Credit: Wizards of the Coast

Just in time for Halloween we’re returning once again to Innistrad. The days are getting shorter, the nights are getting longer, and we’ve got an entire set of spooky new cards to shake up every format. In today’s set review we’re taking a deep dive into the set’s cards, picking out the ones we like, and talking about their impacts on key formats.

 

Multicolor

 

Credit: Wizards of the Coast
Credit: Wizards of the Coast

Dennick, Pious Apprentice / Dennick, Pious Apparition

BPhilipYork: The disturb ability here is really really strong, and UW for a 2/3 with lifelink and a decent stax ability is very playable in my opinion. The downside of course is you can only get 1 Clue per turn, or else this card would be really really out of control, disturbing into a wrath would be enormous. Even so I think in Azorius decks this could see play.

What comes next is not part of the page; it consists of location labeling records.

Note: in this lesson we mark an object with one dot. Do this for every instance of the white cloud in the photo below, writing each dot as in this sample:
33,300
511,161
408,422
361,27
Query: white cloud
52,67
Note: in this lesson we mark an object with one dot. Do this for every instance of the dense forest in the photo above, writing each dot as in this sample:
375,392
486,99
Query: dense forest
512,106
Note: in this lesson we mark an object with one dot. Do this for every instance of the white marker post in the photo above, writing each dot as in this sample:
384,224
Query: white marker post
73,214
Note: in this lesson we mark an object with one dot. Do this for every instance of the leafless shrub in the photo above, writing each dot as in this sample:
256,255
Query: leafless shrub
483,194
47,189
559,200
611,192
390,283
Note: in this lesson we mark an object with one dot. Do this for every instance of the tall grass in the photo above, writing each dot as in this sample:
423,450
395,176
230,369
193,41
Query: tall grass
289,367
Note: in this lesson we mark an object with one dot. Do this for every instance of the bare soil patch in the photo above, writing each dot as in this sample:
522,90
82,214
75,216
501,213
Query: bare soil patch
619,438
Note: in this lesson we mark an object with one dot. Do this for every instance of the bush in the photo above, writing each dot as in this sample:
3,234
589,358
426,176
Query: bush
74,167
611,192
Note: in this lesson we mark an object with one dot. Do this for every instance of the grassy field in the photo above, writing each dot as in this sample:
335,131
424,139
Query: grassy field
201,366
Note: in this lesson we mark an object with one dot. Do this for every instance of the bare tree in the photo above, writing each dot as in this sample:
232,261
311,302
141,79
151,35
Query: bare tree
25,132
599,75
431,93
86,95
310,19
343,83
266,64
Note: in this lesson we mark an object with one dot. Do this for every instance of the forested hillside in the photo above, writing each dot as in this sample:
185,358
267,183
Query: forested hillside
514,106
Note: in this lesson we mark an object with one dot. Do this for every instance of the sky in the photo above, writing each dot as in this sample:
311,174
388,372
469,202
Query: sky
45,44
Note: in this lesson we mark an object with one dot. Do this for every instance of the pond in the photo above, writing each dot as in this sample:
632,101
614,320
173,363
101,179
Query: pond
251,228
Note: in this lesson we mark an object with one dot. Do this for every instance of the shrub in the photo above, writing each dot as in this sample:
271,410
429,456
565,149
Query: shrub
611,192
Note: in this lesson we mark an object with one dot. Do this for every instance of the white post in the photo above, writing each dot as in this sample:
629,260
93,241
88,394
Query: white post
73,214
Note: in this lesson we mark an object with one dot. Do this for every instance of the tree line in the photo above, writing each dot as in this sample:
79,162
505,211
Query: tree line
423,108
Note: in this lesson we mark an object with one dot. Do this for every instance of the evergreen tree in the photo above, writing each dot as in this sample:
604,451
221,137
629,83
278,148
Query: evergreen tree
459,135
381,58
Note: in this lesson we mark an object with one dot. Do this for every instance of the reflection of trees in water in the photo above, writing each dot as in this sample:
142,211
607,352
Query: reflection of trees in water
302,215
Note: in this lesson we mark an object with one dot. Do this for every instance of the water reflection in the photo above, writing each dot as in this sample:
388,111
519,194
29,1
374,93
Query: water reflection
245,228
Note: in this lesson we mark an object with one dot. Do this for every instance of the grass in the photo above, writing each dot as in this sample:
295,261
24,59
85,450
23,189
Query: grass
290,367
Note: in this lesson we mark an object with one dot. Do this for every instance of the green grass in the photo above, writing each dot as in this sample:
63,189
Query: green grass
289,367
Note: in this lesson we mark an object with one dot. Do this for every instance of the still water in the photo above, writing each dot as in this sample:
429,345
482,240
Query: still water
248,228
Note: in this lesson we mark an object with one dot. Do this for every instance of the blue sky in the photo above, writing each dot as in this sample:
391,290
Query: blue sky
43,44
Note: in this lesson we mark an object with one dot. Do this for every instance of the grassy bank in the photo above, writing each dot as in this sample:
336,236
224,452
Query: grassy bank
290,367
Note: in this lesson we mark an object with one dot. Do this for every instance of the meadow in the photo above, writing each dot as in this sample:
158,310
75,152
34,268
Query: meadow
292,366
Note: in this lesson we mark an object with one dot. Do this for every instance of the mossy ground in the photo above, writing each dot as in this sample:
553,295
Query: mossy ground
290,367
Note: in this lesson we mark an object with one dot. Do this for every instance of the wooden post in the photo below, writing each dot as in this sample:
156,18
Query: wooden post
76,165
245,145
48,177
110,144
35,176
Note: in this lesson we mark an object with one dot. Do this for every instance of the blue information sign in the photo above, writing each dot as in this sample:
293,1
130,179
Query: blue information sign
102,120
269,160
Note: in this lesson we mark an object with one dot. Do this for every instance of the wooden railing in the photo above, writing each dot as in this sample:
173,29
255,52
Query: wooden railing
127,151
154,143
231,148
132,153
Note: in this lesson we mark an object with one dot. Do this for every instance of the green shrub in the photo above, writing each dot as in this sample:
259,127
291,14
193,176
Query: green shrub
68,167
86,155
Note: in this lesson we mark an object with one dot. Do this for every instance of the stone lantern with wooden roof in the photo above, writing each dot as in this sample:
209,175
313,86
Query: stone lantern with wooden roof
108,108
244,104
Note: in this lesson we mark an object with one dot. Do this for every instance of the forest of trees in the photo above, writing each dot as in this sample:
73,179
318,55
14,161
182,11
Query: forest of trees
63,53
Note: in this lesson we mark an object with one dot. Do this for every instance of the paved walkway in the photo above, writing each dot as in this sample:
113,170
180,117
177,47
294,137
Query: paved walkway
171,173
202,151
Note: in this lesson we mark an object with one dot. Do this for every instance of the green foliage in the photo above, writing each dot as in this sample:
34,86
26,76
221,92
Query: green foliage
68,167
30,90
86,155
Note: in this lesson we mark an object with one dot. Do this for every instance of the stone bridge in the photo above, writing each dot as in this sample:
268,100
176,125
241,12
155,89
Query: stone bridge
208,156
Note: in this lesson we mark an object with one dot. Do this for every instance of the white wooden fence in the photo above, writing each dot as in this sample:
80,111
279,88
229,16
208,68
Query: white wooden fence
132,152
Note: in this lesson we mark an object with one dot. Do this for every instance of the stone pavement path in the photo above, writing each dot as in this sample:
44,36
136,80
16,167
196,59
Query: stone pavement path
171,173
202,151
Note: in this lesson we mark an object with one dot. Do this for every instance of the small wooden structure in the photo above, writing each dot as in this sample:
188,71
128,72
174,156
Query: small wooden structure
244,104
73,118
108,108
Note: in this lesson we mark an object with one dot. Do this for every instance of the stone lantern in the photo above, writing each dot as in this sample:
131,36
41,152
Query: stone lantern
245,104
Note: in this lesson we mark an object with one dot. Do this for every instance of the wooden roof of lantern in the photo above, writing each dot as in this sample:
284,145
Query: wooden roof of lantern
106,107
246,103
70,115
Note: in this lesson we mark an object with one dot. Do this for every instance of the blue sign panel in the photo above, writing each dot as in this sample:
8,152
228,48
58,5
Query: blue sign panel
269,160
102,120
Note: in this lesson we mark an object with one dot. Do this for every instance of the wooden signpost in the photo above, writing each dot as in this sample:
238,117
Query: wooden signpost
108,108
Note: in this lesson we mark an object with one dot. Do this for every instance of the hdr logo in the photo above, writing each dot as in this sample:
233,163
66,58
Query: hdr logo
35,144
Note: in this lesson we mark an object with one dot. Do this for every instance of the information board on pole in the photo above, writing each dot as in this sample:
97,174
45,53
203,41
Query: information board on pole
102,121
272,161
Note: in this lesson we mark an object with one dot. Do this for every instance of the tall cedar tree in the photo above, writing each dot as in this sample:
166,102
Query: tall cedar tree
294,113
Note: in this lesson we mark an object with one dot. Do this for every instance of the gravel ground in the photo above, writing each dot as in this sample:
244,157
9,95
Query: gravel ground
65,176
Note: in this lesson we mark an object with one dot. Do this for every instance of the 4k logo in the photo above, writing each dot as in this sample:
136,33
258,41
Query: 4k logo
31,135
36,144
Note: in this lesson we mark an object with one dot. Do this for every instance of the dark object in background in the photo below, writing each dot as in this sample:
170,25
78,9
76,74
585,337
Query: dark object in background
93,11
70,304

FromTheShire: Both sides are valuable, but you really want the apparition. I would like to give this a shot in Esper control or mill/ self mill decks for sure.

 

Credit: Wizards of the Coast

Hallowed Respite

BPhilipYork: This is moderately playable in certain deck types, you can flicker a Peregrine Drake or an Agent of Treachery so it slots nicely into Brago, King Eternal decks and Yorion decks, but aside from that, its speed is too slow and so it can’t be used for utility purposes to protect your creatures.

FromTheShire: I think this is kind of tough in commander unless you’re using it as part of a combo on your turn. If the tap out Esper control deck I have been hearing rumblings about actually materializes in Standard I could absolutely see this being a useful tool in a meta with tons of disturbed and transformed creatures.

 

Credit: Wizards of the Coast

Teferi, Who Slows the Sunset

BPhilipYork: Honestly for a Teferi this card is so tame. Useful as a component in going off with Chain Veil decks, or any deck where you really really want to untap a powerful artifact, something like Magistrate’s Scepter. Other than that I don’t see this standing out enough to try to protect it in a 4 player game.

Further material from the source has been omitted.